Это были загонщики - облава.
Павел Александрович написал на бумажках номера: "1", "2" и т. д., завернул их в трубочку, Герасим положил их в шапку, встряхнул и поднес нам. Мы вынимали бумажки; мне попал пятый номер.
Долго мы шли на лыжах по лесу. Пройдя оврагом, поднялись к горке. Едва светало. Лес был осиновый, крупный, по буграм заросль. С ветвей падал снег.
Герасим остановился и вынул из мешка белые балахоны с рукавами. Мы их надели и тихо пошли за ним на лыжах. Герасим приставил палец ко рту. Справа я увидел на снегу в кустах красный кусок кумачу, подальше другой. Недалеко он остановил меня и с другими пошел дальше.
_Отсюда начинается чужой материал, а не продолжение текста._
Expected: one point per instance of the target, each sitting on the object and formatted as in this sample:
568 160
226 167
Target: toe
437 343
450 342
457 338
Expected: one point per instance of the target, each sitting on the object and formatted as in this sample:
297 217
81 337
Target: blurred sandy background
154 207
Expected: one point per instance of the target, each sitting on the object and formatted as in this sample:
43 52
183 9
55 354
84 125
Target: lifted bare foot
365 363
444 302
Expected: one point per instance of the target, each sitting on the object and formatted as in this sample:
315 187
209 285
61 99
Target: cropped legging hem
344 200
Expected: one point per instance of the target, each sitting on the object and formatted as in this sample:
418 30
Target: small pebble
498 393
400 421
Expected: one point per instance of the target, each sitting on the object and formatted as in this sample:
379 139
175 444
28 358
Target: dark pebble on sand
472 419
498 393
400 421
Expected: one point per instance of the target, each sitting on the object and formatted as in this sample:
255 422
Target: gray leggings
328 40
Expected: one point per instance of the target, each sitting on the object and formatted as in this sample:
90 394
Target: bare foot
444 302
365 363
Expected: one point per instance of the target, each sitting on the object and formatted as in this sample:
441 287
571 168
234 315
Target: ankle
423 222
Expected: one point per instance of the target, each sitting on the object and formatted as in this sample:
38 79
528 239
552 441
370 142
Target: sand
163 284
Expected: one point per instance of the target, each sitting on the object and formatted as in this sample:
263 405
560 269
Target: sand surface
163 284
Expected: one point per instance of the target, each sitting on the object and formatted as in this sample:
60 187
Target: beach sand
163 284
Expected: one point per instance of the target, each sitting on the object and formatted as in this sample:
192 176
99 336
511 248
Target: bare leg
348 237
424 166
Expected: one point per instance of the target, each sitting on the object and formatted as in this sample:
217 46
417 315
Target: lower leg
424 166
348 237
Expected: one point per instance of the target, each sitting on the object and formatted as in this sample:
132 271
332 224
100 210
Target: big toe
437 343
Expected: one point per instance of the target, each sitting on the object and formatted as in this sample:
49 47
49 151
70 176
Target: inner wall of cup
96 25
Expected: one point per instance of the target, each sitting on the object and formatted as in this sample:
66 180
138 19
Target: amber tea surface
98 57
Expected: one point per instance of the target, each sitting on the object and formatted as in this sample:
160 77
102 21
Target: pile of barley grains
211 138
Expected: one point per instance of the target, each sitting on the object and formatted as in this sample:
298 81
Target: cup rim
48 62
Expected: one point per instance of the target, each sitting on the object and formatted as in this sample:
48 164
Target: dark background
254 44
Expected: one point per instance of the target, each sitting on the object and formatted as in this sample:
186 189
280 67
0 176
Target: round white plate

Стою и смотрю: сугробы, глубокий снег, чаща. Вдруг далеко передо мной, в лесу, раздался крик: "А-а-а, э-э-э, уа-ы-ы-ы… у-у-у… э-э-э…" Кричал загон, и стучали палками. Слева раздался выстрел. Вдруг вижу - недалеко передо мной стоит большая серая собака, держит морду вниз, к снегу, и два круглых глаза смотрят на меня пристально. Цвет волка такой же, как стволы осин. "Ах, ты, - думаю, - волк, ты не хочешь жить с человеком…"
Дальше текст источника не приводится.